Inquinamento urbano

Claude Monet [Public domain or Public domain], via Wikimedia Commons
Inquinamento urbano
Notizie locali e globali 10/02/2018 a cura di Stefano Petrella
(Centro di Cultura Ecologica del Casale Podere Rosa)

Roma, dice il Campidoglio, sul fronte inquinamento non sta messa poi tanto male. Perché? Perché la “Legge” (D.Lgs. 155/2010) ammette 35 giorni all’anno di sforamento dei valori soglia per le polveri sottili, e Roma nel 2017 ha sforato solo 26 volte. Ma come interpretare questa rassicurante situazione? In maniera … poco rassicurante! I limiti soglia sono, sempre secondo la “Legge” e limitandoci agli inquinanti più “popolari”, PM10 = 50 μg/m3, PM2,5 = 25 μg/m3 e NO2 = 40 μg/m3 (un μg è un milionesimo di grammo). Ma chi glie l’ha detto alla “Legge” che questi valori sono una soglia che se uno non la oltrepassa va tutto bene? E perché 36 giorni di sforamento all’anno fanno male e 26 no? Perché la “Legge” deve stabilire le norme secondo le quali i paesi funzionano, le merci girano, le macchine si acquistano e i centri commerciali straripano. Perché “è la merce che ci da il suo ritmo di respirazione” come diceva una canzone sovversiva degli anni ‘70.
La scienza dice un’altra cosa. Dice che anche esposizioni per periodi brevi e a concentrazioni “ammesse” di particolato e ozono possono essere causa di morte prematura (v. www.scientificintegrityinstitute.org/JAMADi122617.pdf). E questo spiega perché, ad esempio, in Italia ogni anno muoiano prima del dovuto 91.000 persone, 66.630 a causa del PM2,5, 21.040 per il bisossido di azoto (NO2) e 3.380 per l’ozono (O3). Certo, sono numeri. Però se pensiamo che in Italia una persona su tre vive in una città molto urbanizzata, questi numeri fanno riflettere sul luogo comune di ritenere che questo sia il migliore dei mondi possibili per il quale è necessario pagare qualche “piccolo” prezzo!
Occorre iniziare a pretendere città diverse, nelle quali la bicicletta e la rotaia siano realmente alternative al trasporto su gomma, nelle quali l’energia solare sia realmente alternativa (e non complementare) a quella fossile, nelle quali la filiera corta alimentare sia realmente alternativa alla grande distribuzione, nelle quali gli spazi urbani di vita, di lavoro, di studio siano ripensati all’insegna della sostenibilità, nelle quali il verde – le “foreste urbane” – siano il vero, grande, sano polmone della città.
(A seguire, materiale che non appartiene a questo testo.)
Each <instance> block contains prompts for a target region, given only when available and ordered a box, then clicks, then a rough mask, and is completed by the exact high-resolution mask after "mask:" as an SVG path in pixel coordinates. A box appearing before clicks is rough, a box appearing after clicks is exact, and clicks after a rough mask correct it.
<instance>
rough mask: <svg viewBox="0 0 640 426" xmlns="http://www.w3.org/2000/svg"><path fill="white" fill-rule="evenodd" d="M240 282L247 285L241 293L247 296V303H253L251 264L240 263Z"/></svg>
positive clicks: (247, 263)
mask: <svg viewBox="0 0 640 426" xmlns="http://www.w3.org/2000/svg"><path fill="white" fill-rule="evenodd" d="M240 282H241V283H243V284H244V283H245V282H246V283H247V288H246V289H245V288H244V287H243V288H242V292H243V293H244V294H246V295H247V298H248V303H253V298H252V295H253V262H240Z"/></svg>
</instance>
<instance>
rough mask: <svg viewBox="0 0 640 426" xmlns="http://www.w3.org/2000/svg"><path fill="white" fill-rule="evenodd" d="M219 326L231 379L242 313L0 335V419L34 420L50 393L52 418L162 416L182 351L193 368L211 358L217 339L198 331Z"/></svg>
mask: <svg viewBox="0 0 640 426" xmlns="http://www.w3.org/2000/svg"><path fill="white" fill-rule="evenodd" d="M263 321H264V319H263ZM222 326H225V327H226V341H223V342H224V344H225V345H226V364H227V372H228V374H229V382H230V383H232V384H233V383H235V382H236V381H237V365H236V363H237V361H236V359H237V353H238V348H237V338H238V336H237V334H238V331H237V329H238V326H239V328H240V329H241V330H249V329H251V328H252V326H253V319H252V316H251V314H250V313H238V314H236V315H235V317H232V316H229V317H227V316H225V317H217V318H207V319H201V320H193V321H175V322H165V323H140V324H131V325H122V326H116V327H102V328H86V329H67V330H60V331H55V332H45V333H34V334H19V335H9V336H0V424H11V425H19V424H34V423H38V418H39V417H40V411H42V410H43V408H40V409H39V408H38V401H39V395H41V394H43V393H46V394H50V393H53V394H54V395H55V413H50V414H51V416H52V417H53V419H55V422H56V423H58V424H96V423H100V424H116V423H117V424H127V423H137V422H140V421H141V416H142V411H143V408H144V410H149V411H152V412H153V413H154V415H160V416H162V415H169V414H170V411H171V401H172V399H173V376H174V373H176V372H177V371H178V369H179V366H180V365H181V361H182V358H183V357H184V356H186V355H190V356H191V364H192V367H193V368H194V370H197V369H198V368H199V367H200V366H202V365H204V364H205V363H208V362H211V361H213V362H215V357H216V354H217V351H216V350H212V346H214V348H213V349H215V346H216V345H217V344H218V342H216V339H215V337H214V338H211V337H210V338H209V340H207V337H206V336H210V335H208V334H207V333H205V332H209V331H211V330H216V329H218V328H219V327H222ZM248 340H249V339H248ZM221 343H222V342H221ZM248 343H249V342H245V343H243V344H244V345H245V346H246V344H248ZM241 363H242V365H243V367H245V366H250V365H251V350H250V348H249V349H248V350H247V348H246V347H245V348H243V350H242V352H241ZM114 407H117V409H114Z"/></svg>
Città a dimensione umana, non “smart cities” a dimensione di tecnologia avanzata consumistica e intrusiva. Certo tutto ciò avrà un prezzo. Ma perché, 91.000 morti l’anno non sono forse un prezzo, pagato per di più per un mondo in cui si vive male?
Ci piacerebbe che questo spirito fosse concretamente presente in qualche programma elettorale. Staremo a vedere.
Ah, altra cosa: diffidate dalle imitazioni. Chi propone scorciatoie, bara. Chi pensa che la tecnologia “pulita” risolverà i problemi, che un’automobilina elettrica per tutti salverà le città, si sta preparando a cavalcare il business!